Do we need hard currency in digital era?

The Central Bank of Kenya is about to spend Sh10 billion annually to print the new-look currency.

Which raises the question: Do we really need hard currency when most Kenyans now use mobile (digital) money?

I have asked that question for months but last week International Monetary Fund (IMF) managing director, Christine Lagarde, gave credence to our quest at the Distributed Ledgers and Artificial Intelligence Task Force to have Central Bank consider simply issuing digital currency in Kenya where majority of people are already using some form of digital currency.

While speaking at the Singapore Fintech Festival, Ms. Lagarde asked central banks to consider the possibility of issuing digital currency. In her view, “That currency could satisfy public policy goals, such as financial inclusion, and security and consumer protection; and to provide what the private sector cannot: privacy in payments.”

She lauded central bank-issued digital currency as capable of improving financial stability by reducing the risk of bank runs. Bank runs are critical events when customers withdraw their money in cash from their accounts for fear that that the cash may run out, especially after perceptions emerge that the bank may become insolvent.

In what could be seen as taking a swipe at excessive regulatory regimes in central banks, Lagarde said a central bank should focus “on its comparative advantage back-end settlement—and financial institutions and start-ups are free to focus on what they do best—client interface and innovation. This is public-private partnership at its best.”

These comments touch on raw nerves for macro economists especially around the regulatory framework. Yet technology positively impacts the productivity of a country. Greater productivity leads to higher output for the same resources, hence the growth of an economy.

Since the advent of Financial Technology (fintech), not much has been done with respect to the relationships between Information and Communication Technology, macroeconomics and economic growth. Economists see technology as an exogeneous (originating from the outside) variable to their work.

Technologists complain about macroeconomic policy that stands in their way. But with so much technological impact from mobile money on macrocosmic environment, we should by now be analyzing the impact of technology advances on future economic growth.

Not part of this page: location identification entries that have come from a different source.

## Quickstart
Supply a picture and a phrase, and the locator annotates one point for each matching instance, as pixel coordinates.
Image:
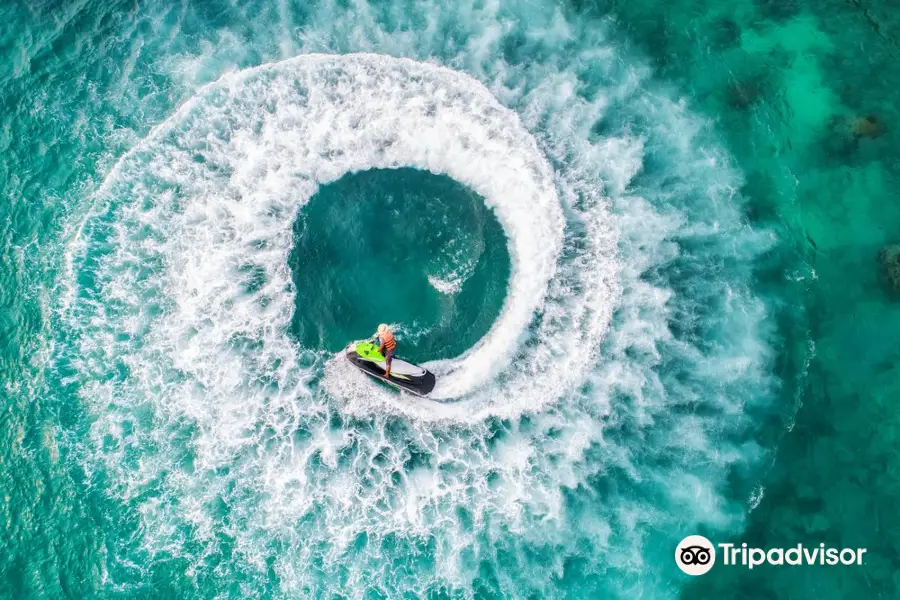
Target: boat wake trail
(597, 419)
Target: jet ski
(405, 376)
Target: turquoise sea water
(638, 242)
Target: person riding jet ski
(387, 346)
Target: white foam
(219, 407)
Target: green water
(374, 244)
(644, 258)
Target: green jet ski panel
(404, 375)
(369, 351)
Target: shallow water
(637, 242)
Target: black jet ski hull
(418, 385)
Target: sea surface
(637, 241)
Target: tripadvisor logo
(696, 555)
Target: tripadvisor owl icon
(695, 555)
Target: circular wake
(598, 417)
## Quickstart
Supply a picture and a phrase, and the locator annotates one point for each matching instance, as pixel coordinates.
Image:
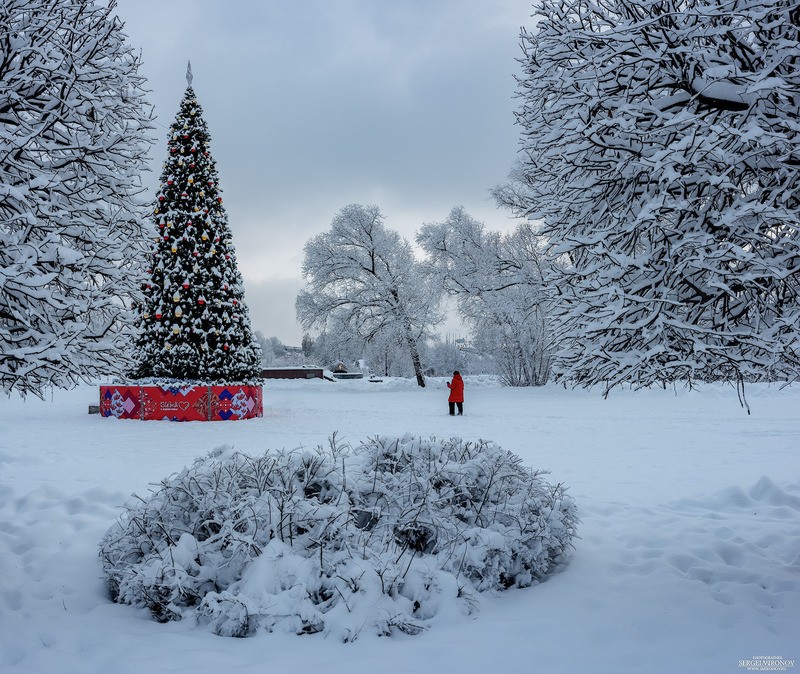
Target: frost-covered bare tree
(73, 142)
(498, 283)
(364, 275)
(661, 151)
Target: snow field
(687, 558)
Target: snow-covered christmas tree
(195, 325)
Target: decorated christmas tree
(195, 325)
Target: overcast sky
(316, 104)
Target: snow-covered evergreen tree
(74, 132)
(661, 150)
(362, 275)
(195, 325)
(498, 282)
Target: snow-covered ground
(688, 561)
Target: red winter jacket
(456, 389)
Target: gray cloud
(316, 104)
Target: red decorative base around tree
(181, 403)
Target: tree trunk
(412, 347)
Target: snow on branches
(383, 537)
(74, 129)
(661, 151)
(362, 275)
(498, 281)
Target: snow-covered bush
(384, 536)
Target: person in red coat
(456, 394)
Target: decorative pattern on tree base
(182, 403)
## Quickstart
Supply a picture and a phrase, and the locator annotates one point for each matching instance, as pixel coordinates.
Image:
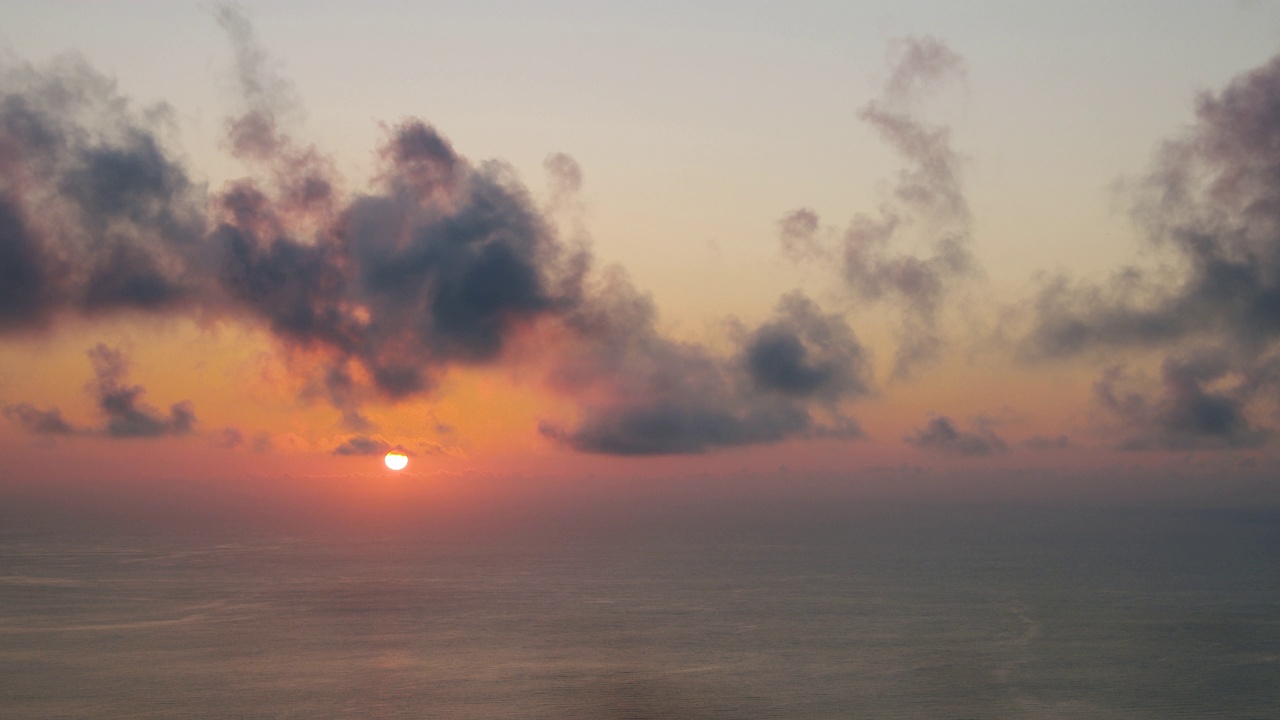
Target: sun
(396, 460)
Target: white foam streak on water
(913, 616)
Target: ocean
(772, 610)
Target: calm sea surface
(787, 613)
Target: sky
(951, 249)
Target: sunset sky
(867, 242)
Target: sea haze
(664, 609)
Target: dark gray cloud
(364, 445)
(440, 263)
(1201, 404)
(1211, 206)
(928, 203)
(805, 354)
(942, 436)
(95, 215)
(124, 413)
(787, 378)
(39, 422)
(127, 415)
(1210, 209)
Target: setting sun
(396, 460)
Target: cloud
(127, 415)
(1201, 404)
(362, 445)
(39, 422)
(787, 378)
(1045, 442)
(439, 263)
(942, 436)
(927, 199)
(95, 215)
(124, 413)
(1210, 209)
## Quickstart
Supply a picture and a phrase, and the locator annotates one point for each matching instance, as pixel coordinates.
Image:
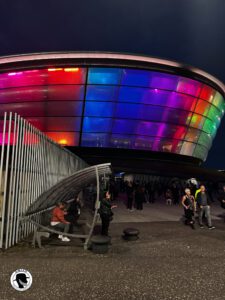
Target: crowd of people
(196, 201)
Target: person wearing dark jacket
(139, 198)
(106, 213)
(188, 202)
(221, 197)
(203, 202)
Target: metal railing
(30, 164)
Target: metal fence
(30, 163)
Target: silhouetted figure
(139, 198)
(129, 191)
(188, 202)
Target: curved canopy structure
(109, 100)
(67, 188)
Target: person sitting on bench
(58, 221)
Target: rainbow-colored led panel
(116, 108)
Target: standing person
(139, 197)
(175, 193)
(203, 202)
(221, 197)
(169, 197)
(73, 211)
(130, 193)
(188, 202)
(106, 213)
(58, 220)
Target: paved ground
(169, 261)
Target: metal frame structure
(64, 191)
(30, 164)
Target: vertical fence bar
(95, 218)
(37, 163)
(5, 189)
(20, 188)
(1, 172)
(10, 199)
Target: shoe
(211, 227)
(65, 239)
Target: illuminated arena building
(108, 106)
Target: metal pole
(1, 171)
(10, 199)
(6, 180)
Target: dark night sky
(189, 31)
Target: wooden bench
(45, 231)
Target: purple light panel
(116, 107)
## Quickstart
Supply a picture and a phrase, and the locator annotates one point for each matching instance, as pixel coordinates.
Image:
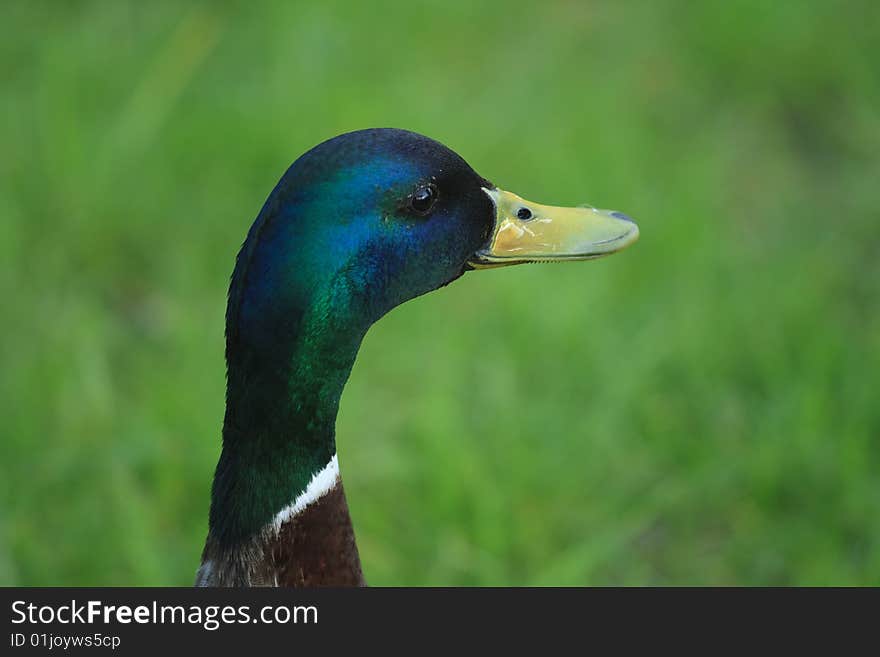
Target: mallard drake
(356, 226)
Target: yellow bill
(530, 232)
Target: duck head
(356, 226)
(369, 219)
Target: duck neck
(278, 509)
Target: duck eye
(422, 200)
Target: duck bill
(530, 232)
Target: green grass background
(701, 409)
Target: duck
(356, 226)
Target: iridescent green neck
(278, 430)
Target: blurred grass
(701, 409)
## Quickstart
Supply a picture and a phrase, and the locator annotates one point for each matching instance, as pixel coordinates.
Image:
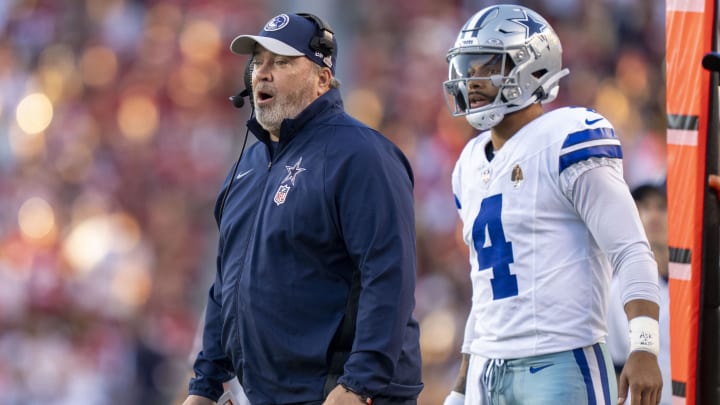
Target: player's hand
(640, 378)
(341, 396)
(198, 400)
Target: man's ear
(324, 79)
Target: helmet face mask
(514, 49)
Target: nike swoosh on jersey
(534, 370)
(243, 174)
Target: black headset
(323, 41)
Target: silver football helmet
(516, 50)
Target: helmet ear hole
(460, 92)
(539, 73)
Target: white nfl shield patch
(281, 194)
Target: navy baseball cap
(287, 35)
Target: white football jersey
(539, 277)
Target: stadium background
(116, 132)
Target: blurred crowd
(116, 133)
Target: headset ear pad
(323, 44)
(323, 40)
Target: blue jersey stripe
(609, 151)
(589, 134)
(603, 372)
(585, 370)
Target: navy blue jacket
(336, 196)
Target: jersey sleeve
(602, 198)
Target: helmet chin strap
(487, 119)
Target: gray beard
(272, 116)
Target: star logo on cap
(277, 22)
(531, 25)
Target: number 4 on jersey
(498, 254)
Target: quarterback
(548, 219)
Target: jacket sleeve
(212, 367)
(373, 192)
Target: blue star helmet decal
(532, 26)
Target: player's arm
(601, 193)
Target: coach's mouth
(263, 97)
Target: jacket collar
(314, 112)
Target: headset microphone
(238, 99)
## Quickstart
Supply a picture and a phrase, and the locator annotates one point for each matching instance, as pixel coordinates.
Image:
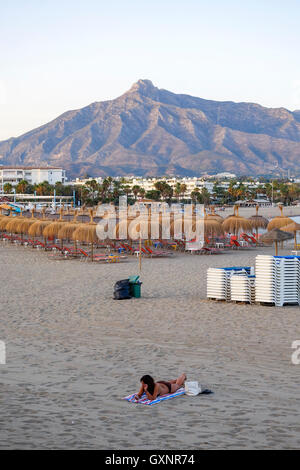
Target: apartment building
(33, 175)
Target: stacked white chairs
(242, 287)
(265, 279)
(218, 282)
(277, 280)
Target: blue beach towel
(145, 401)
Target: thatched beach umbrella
(276, 236)
(214, 216)
(13, 224)
(25, 223)
(279, 221)
(67, 230)
(5, 221)
(235, 223)
(87, 233)
(52, 230)
(292, 228)
(258, 221)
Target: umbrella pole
(140, 254)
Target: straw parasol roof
(66, 231)
(13, 224)
(5, 220)
(275, 236)
(87, 232)
(292, 228)
(258, 221)
(24, 223)
(235, 223)
(36, 229)
(279, 221)
(51, 230)
(214, 216)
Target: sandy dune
(73, 352)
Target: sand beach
(73, 352)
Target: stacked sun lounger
(242, 287)
(278, 280)
(218, 281)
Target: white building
(33, 175)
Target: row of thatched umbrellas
(214, 225)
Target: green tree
(7, 188)
(136, 191)
(21, 187)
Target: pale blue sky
(57, 55)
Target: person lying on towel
(161, 387)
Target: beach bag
(192, 388)
(122, 290)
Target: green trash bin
(135, 286)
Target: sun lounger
(155, 253)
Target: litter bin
(135, 286)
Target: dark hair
(147, 379)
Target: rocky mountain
(150, 131)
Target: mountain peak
(144, 87)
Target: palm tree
(21, 187)
(7, 188)
(136, 190)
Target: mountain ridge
(151, 131)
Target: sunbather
(161, 387)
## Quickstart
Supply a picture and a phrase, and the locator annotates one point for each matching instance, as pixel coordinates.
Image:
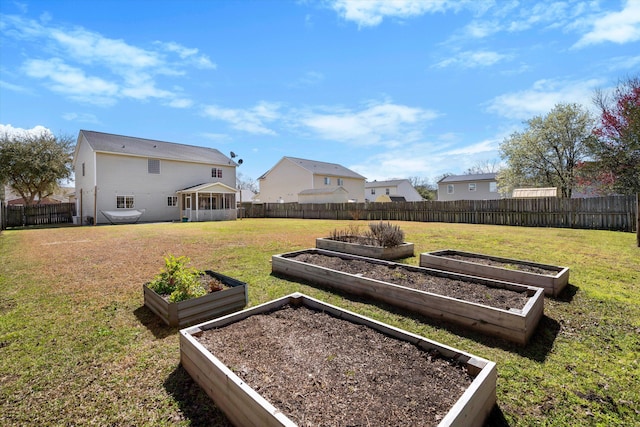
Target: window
(153, 165)
(124, 202)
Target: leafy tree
(548, 151)
(34, 164)
(616, 148)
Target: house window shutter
(153, 166)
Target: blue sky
(389, 89)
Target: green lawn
(77, 346)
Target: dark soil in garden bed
(323, 371)
(508, 265)
(459, 289)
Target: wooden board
(513, 325)
(245, 407)
(552, 283)
(404, 250)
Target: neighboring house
(399, 190)
(468, 187)
(529, 193)
(169, 181)
(310, 181)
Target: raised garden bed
(179, 314)
(403, 250)
(502, 309)
(551, 278)
(299, 361)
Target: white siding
(284, 182)
(461, 191)
(151, 190)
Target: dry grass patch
(77, 346)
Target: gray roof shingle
(128, 145)
(465, 178)
(321, 168)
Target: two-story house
(396, 189)
(468, 187)
(309, 181)
(164, 180)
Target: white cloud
(471, 59)
(180, 103)
(542, 97)
(81, 117)
(616, 27)
(310, 78)
(251, 120)
(190, 54)
(11, 132)
(88, 47)
(378, 124)
(13, 87)
(101, 70)
(487, 146)
(72, 82)
(369, 13)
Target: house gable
(468, 187)
(291, 176)
(145, 174)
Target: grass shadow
(153, 322)
(195, 405)
(567, 294)
(537, 349)
(496, 418)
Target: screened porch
(208, 202)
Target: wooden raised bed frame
(513, 325)
(404, 250)
(245, 407)
(552, 283)
(209, 306)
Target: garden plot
(299, 361)
(497, 308)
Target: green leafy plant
(177, 280)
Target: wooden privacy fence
(601, 213)
(18, 216)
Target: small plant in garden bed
(383, 234)
(179, 283)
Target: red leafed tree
(616, 148)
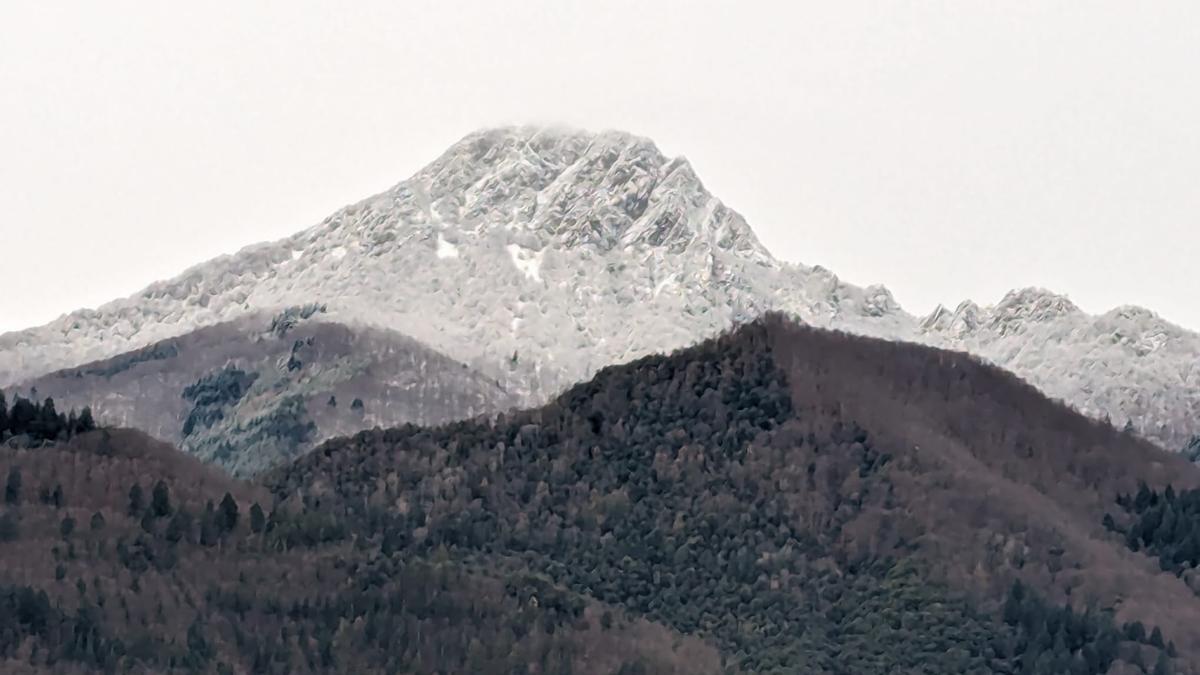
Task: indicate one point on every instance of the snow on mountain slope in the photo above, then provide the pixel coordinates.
(541, 255)
(1127, 364)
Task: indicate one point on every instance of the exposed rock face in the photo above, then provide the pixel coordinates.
(540, 255)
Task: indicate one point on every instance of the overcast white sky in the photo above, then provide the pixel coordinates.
(948, 150)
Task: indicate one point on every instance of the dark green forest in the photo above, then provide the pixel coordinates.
(678, 514)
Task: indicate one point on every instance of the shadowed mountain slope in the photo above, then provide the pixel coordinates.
(256, 392)
(807, 501)
(576, 250)
(119, 554)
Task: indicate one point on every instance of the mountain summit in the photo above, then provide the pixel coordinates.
(539, 255)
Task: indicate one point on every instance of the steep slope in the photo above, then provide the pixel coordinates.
(809, 501)
(252, 393)
(147, 561)
(570, 251)
(1128, 365)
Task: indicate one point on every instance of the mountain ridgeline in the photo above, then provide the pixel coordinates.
(252, 393)
(577, 250)
(774, 500)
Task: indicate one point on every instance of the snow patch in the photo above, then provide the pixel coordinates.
(528, 262)
(445, 249)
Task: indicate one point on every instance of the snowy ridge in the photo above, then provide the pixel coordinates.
(541, 255)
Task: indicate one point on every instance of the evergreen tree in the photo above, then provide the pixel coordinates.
(85, 423)
(257, 519)
(228, 517)
(160, 500)
(12, 487)
(137, 501)
(1163, 667)
(22, 416)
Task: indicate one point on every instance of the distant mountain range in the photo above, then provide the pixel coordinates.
(537, 256)
(255, 392)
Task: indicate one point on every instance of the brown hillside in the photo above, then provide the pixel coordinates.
(996, 479)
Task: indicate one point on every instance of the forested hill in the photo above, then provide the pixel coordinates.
(805, 501)
(777, 500)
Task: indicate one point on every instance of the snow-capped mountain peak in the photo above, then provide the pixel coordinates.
(540, 255)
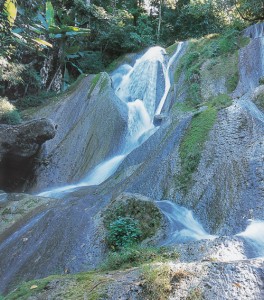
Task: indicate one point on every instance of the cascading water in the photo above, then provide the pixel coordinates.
(254, 236)
(137, 87)
(182, 225)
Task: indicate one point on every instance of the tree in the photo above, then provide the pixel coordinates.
(250, 10)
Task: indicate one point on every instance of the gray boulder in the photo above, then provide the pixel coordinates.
(23, 141)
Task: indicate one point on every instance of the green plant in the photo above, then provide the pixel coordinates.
(34, 100)
(136, 256)
(156, 281)
(195, 294)
(8, 113)
(220, 101)
(146, 213)
(123, 232)
(192, 145)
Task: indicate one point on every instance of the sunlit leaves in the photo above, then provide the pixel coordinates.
(50, 14)
(11, 10)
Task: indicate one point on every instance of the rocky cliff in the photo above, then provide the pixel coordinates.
(206, 155)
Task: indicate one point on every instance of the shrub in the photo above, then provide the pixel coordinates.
(146, 214)
(123, 232)
(8, 113)
(192, 145)
(156, 281)
(135, 256)
(221, 101)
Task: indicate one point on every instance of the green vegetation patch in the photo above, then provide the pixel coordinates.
(156, 281)
(8, 113)
(222, 53)
(171, 49)
(136, 256)
(145, 214)
(94, 83)
(193, 143)
(220, 101)
(123, 232)
(89, 285)
(258, 97)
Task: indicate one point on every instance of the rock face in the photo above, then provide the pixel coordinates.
(91, 124)
(18, 145)
(227, 188)
(23, 141)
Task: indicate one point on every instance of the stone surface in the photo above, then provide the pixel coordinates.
(91, 126)
(23, 141)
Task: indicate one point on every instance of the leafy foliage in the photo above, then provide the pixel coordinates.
(192, 145)
(136, 256)
(8, 113)
(146, 214)
(157, 281)
(123, 233)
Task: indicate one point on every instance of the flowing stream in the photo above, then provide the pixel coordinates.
(136, 86)
(182, 226)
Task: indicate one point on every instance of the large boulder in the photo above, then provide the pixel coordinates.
(19, 146)
(91, 127)
(24, 140)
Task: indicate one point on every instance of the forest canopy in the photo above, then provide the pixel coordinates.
(46, 45)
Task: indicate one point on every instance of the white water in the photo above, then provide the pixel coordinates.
(182, 226)
(137, 87)
(254, 235)
(167, 78)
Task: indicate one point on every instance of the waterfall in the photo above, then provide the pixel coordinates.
(137, 87)
(167, 78)
(254, 235)
(182, 225)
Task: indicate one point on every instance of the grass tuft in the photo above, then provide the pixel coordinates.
(193, 143)
(136, 256)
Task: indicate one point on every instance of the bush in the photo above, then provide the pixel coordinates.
(123, 232)
(221, 101)
(12, 118)
(146, 214)
(8, 113)
(156, 281)
(135, 256)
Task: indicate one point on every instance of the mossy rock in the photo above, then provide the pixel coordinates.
(192, 145)
(89, 285)
(137, 207)
(258, 96)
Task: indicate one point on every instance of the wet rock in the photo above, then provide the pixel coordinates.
(23, 141)
(91, 127)
(158, 119)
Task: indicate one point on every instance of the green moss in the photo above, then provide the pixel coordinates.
(8, 112)
(89, 285)
(156, 282)
(222, 52)
(195, 294)
(259, 101)
(104, 82)
(192, 145)
(220, 101)
(145, 212)
(25, 290)
(171, 49)
(182, 107)
(94, 83)
(136, 256)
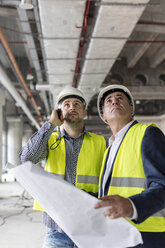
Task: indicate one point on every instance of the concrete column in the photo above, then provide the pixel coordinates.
(158, 120)
(14, 139)
(2, 103)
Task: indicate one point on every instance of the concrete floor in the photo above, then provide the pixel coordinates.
(20, 225)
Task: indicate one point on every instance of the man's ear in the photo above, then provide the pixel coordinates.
(104, 118)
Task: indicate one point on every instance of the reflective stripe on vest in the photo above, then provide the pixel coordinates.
(88, 164)
(128, 177)
(83, 179)
(128, 182)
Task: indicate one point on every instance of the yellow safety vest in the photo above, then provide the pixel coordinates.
(88, 164)
(128, 177)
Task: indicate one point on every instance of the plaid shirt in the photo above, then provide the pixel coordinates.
(36, 150)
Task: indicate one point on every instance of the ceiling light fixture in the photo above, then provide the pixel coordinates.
(26, 4)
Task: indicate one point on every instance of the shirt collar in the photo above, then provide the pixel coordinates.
(120, 134)
(63, 133)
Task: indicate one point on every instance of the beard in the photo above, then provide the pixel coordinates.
(72, 117)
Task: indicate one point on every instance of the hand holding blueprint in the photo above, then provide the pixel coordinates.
(73, 210)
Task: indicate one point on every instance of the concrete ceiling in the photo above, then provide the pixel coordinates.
(84, 43)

If we did for example with digital currency, the economy will grow exponentially. Here is how.

Digital currency, as has been evidenced by mobile money, creates greater inclusivity and perhaps that is why Ms. Lagarde pointedly said that “We know that banks are not exactly rushing to serve poor and rural populations.”

Indeed, the term inclusivity in financial services emerged with the many Fintech start-ups across the world employing ingenious methods to solve the problem of poverty and positively changing the lives of millions of people.

Digital currency gives the country the fastest way to demonetise the currency and disrupt that crop of citizens who have stashed cash in their homes. The immediate benefit will be increased liquidity in banks and a dramatic rise in tax collection. The country will have a real opportunity to effectively deal with corruption that has dogged the country for a long period of time.

The added benefit of people not carrying cash would likely reduce crime significantly.

Perhaps the greatest benefit is the fact that a cashless economy has better traceability mechanisms to deal a major blow to illegal transactions including.

If the implementation is done well, virtually every citizen and organisation will have a bank account. This in itself will be a major disruption given the fact that the informal enterprises will be formalised and instantly become visible in national statistics as well as with tax authorities.

Although a great number of Kenyans have had experience with some form of digital currency, there is a risk that digital currency will be vulnerable to cyber-attacks where hackers may steal money from unsuspecting citizens.

These, however, are risks that can be mitigated through use of technologies like blockchain. Adoption of a cashless economy is a chance in a lifetime to reshape the economy for a more prosperous future.

The writer is an associate professor at the University of Nairobi’s School of Business.

The views expressed in this article are of the author.